Workers To Pay Price For Government Failures

The new restrictions announced by the Fianna Fáil-Fine Gael-Green government yesterday are the culmination of months of shambolic mismanagement and spineless kowtowing to major business interests. As a result of their strategy of “living with” and managing Covid-19 rather than eliminating it, we are now facing the very real possibility of a second wave of the virus.

It is now 8 weeks since the virus was at its lowest ebb after the first wave, with just over 300 active cases in the South. Today that number stands at 2,360 and is likely to rise further in the coming weeks.

How did this happen?

Throughout this pandemic, the issue safety in meat factories and direct provision have been highlighted repeatedly. Meat plant workers have been forced to work in terrible conditions, without sick pay, and often living in cramped housing where workers rotate the use of beds in accordance to their shift in the factory.

Again and again, outbreaks have occurred, and there have been calls for an end to subcontracting, for sick pay, for decent accommodation for workers, for unannounced inspections at plants, and for factories who are putting workers at risk to be closed down.

Yet nothing has been done.

Similarly in direct provision, asylum seekers continue to be forced to share rooms with strangers. There have been scandalous incidents of asylum seekers being bullied into eating in communal spaces even if they feel unsafe, substandard food is served, and in one centre asylum seekers have gone on hunger strike because their water was being rationed to a litre a day. At the beginning of the pandemic, hundreds of doctors signed a letter highlighting the flaws in the government’s response and demanding that asylum seekers be moved to safe accommodation.

Yet still nothing has been done.

Now we are faced with a situation where an estimated 400-500 of 1,250 cases in the last two weeks are either directly or closely related to meat plants or direct provision. These hot spots have put asylum seekers and low paid workers at risk and have created the conditions where Covid-19 has been brought back into the community.

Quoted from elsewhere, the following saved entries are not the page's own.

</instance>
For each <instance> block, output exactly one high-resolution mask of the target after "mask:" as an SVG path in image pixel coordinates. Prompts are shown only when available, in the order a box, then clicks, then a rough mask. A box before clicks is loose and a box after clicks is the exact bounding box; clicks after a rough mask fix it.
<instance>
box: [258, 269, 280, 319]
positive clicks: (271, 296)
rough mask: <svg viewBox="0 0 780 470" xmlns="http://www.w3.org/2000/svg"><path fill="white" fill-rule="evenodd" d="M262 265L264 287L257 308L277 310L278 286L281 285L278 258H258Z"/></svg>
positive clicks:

So what has the government done now?

In these two key areas: nothing. Meat plant workers will now be forced to take an uncomfortable test every week, but the conditions for the proliferation of the virus remain the same. Asylum seekers remain in cramped direct provision centres and will not be moved into own-door accommodation.

Instead, the government has attempted to shift their failures onto the general population and appear to be gearing up to grant new police powers that would allow Gardaí to raid houses.

Some of the additional restrictions introduced by the government may at this point be necessary. However, without concrete action on meat plants or direct provision, this government has lost the trust of the public. 

Moreover, the new advice is utterly contradictory. No more than 15 people are allowed to gather at outdoor sporting events, yet plans remain in place to bring hundreds of school students into the same building in a few short weeks.

It is also now emerging that despite being 6 months into this pandemic, we still do not have the capacity to turn around test results in 24 hours. Temporary infrastructure that was set up during the first wave of Covid-19 has been dismantled. This is utterly unacceptable.

The public played an exceptional part in suppressing the first wave of Covid-19 by adhering to social distancing guidelines and minimising their contacts. Now, with lockdown fatigue very much set in, government inaction has allowed the disease to spread once again.

We must fight for a strategy that will eliminate Covid-19 for once and for all. This will require:

  • Mandatory sick pay for all workers. An end to subcontracting in meat plants.
  • The full reinstatement of the €350 a week Pandemic Unemployment Payment
  • Meat plants and other workplaces to be inspected and shut down if found to be unsafe.
  • Asylum seekers to be moved immediately out of direct provision into own-door accommodation.
  • Permanent testing infrastructure to be expanded and turnaround for tests to be reduced to less than 24 hours.
  • More teachers to be hired on permanent contracts to reduce the teacher-pupil ratio. Social distancing to be implemented in classrooms. Extra school buses to be provided in order to allow for social distancing.
  • All non-essential travel in and out of Ireland to be banned.
  • Private hospitals to be taken under public control – without compensation to their billionaire owners.

These measures would move us towards zero Covid and would ensure we could begin clearing the backlog on our hospital waiting lists, but they must be fought for. Workers will need to fight for safe working conditions by joining trade unions and getting organised. We will need to challenge the government through protests on the streets – which must be safe and socially distant.

The reality is that without pressure on the government from below, we are heading for a second wave of Covid-19 which, coupled with the winter flu and the massive waiting lists in our public hospitals, could overwhelm our health services entirely. 

Social organising and social distancing are therefore both required in equal measure.